Super Mario come un esperto direttore d’orchestra ha cercato in questi mesi di coordinare al meglio il suo governo senza aggettivi, senza perdere di vista il suo spartito, gli obiettivi da raggiungere. Vale a dire accelerare la campagna vaccinale e rilanciare l’economia. I colpi di testa dei vari leader finora è riuscito a contenerli, affidandosi ad una mirabile virtù: la pazienza. Spesso e volentieri l’economista ha scelto la via della lusinga, della seduzione (si veda il caso del M5s), altre volte ha semplicemente temporeggiato, tenendo in sospeso una decisione, proprio per concedere a chi gli stava di fronte le ore necessarie per capire che fosse in errore. Difficile pensare che quella strategia, così raffinata, possa aver successo anche oggi. Anche perché con Giuseppe Conte non c’è chimica. Inutile girarci intorno, anche ora che i due si danno del ‘tu’, sembrano parlare due lingue diverse. Troppo distanti, diversi.
Il governo ha incassato la fiducia della Camera posta sul dl Aiuti, con 410 sì, 49 no e un astenuto. Il decreto passerà al Senato che dovrà esaminarlo entro il 16 luglio. Ieri l’incontro tra Draghi e Conte. E lo strappo, che tanti evocavano, non c’è stato ma il leader grillino ha messo in guardia la stampa: “Valuteremo il sostegno quando avremo risposte concrete”. Oggi poi un altro annuncio, stile ‘Dynasty’ – perché in questi lunghi mesi la politica italiana non ha mai abbassato i toni, anzi ha assunto i contorni della soap opera – dell’ex avvocato del popolo: “Sul dl Aiuti votiamo la fiducia, al Senato vedremo. Noi vogliamo collaborare con il governo”. La maggioranza traballa e da Bruxelles hanno ragione ad agitarsi.
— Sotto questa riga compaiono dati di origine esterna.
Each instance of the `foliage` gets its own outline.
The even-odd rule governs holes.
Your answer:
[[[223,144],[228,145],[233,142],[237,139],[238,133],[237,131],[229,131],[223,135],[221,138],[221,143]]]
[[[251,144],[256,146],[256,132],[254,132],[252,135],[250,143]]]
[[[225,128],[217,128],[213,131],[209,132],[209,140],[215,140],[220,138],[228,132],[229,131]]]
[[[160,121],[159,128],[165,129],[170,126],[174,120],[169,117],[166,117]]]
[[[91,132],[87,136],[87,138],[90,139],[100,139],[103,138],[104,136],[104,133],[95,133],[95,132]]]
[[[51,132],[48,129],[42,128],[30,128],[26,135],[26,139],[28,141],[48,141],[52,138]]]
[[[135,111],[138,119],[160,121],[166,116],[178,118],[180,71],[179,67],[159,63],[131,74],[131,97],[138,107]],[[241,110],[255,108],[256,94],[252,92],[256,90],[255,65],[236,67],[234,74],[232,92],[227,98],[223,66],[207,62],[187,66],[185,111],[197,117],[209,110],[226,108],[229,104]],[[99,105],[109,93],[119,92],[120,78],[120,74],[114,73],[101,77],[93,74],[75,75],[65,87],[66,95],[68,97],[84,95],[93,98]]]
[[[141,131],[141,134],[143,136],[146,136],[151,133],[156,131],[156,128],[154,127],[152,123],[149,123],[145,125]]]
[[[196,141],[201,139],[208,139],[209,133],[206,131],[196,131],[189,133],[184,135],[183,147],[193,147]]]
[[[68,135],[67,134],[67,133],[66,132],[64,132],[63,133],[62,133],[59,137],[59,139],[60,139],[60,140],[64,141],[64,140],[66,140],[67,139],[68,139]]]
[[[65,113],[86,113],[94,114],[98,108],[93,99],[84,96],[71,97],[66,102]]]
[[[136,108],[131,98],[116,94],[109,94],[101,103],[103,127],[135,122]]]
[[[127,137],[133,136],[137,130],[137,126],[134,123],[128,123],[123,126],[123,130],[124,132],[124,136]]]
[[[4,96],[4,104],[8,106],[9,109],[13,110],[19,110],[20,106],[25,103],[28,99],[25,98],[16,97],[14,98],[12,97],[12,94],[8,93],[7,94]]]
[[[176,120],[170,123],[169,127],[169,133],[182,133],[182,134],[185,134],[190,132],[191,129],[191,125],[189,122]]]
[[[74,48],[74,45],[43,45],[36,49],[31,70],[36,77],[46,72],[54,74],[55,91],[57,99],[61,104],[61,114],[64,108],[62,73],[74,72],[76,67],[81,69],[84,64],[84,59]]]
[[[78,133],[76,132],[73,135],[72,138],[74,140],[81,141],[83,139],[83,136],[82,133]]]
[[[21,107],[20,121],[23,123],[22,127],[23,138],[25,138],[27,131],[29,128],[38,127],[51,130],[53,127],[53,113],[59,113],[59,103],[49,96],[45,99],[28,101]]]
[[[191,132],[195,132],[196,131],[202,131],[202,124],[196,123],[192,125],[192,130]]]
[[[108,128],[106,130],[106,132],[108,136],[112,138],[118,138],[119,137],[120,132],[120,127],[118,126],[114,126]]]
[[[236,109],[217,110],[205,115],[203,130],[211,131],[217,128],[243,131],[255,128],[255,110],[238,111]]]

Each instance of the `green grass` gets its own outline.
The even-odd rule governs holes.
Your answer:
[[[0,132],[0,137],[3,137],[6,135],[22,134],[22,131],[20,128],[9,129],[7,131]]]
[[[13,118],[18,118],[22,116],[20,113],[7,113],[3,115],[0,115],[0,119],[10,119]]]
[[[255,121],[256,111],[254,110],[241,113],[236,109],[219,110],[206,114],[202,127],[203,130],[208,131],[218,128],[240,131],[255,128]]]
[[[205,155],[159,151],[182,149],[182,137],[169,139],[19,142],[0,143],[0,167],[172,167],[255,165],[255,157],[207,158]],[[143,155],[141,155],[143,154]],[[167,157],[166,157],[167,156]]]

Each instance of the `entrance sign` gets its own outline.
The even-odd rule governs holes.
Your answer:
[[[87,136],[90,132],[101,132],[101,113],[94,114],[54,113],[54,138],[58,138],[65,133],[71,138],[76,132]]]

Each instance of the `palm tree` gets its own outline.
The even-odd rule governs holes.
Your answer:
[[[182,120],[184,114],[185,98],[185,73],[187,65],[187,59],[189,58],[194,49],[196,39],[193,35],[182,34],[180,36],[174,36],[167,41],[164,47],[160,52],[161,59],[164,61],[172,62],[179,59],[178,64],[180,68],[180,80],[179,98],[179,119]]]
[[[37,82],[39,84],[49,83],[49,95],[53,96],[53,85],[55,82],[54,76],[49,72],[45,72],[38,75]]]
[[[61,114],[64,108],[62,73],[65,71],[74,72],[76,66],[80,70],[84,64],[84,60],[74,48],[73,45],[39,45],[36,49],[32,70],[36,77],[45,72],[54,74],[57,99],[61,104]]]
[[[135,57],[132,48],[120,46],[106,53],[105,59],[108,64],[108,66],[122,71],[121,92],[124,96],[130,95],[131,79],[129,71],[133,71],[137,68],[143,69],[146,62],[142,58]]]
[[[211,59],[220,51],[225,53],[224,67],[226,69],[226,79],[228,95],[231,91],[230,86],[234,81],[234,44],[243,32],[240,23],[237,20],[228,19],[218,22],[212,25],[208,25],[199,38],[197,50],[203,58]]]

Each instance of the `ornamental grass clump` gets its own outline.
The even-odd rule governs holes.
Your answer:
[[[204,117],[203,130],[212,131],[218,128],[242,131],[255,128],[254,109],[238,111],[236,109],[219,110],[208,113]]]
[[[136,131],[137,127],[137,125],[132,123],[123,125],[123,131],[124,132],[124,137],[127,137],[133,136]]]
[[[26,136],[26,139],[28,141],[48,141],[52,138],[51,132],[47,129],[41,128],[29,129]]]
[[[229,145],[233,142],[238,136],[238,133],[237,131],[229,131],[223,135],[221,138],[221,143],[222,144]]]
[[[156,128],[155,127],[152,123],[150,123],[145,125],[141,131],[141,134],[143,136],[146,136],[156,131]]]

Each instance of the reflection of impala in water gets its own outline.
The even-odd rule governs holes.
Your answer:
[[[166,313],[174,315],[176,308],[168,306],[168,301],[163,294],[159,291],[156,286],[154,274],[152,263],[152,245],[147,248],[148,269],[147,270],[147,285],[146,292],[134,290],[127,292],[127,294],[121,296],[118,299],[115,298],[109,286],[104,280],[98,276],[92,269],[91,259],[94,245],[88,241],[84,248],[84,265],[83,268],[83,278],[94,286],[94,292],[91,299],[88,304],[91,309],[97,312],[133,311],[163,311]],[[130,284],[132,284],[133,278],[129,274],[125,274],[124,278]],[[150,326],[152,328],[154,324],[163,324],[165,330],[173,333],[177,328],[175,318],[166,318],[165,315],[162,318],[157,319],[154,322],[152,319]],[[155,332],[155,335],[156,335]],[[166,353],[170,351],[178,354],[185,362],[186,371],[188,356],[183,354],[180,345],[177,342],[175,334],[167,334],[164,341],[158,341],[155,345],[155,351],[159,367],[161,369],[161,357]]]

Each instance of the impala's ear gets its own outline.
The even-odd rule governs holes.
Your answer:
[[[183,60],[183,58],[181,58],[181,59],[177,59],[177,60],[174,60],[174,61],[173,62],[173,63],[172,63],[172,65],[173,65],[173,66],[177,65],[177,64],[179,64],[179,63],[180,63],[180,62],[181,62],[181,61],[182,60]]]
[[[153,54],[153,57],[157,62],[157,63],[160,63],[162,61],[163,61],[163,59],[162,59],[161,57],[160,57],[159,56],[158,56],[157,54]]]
Anche perché senza il suo timoniere, in balia della tempesta, l’Italia potrebbe tornare ad essere il fianco molle dell’Ue. “Andiamo verso periodi in cui potremmo avere acque ancora più agitate di quelle che abbiamo adesso. Tutto suggerisce di non agitare troppo la barca. Mi auguro che anche in Italia, come in altri Paesi, prevalga questo sentimento. In questo momento la stabilità è un valore da preservare”, le parole del Commissario Europeo Gentiloni. Draghi, nel frattempo, non si è lasciato intimidire dalla messa in mostra di muscoli, tira dritto. È “il governo del fare”, l’ha detto anche all’ultima conferenza stampa. Ed è l’azione la miglior risposta, l’esempio di come si realizza una buona politica.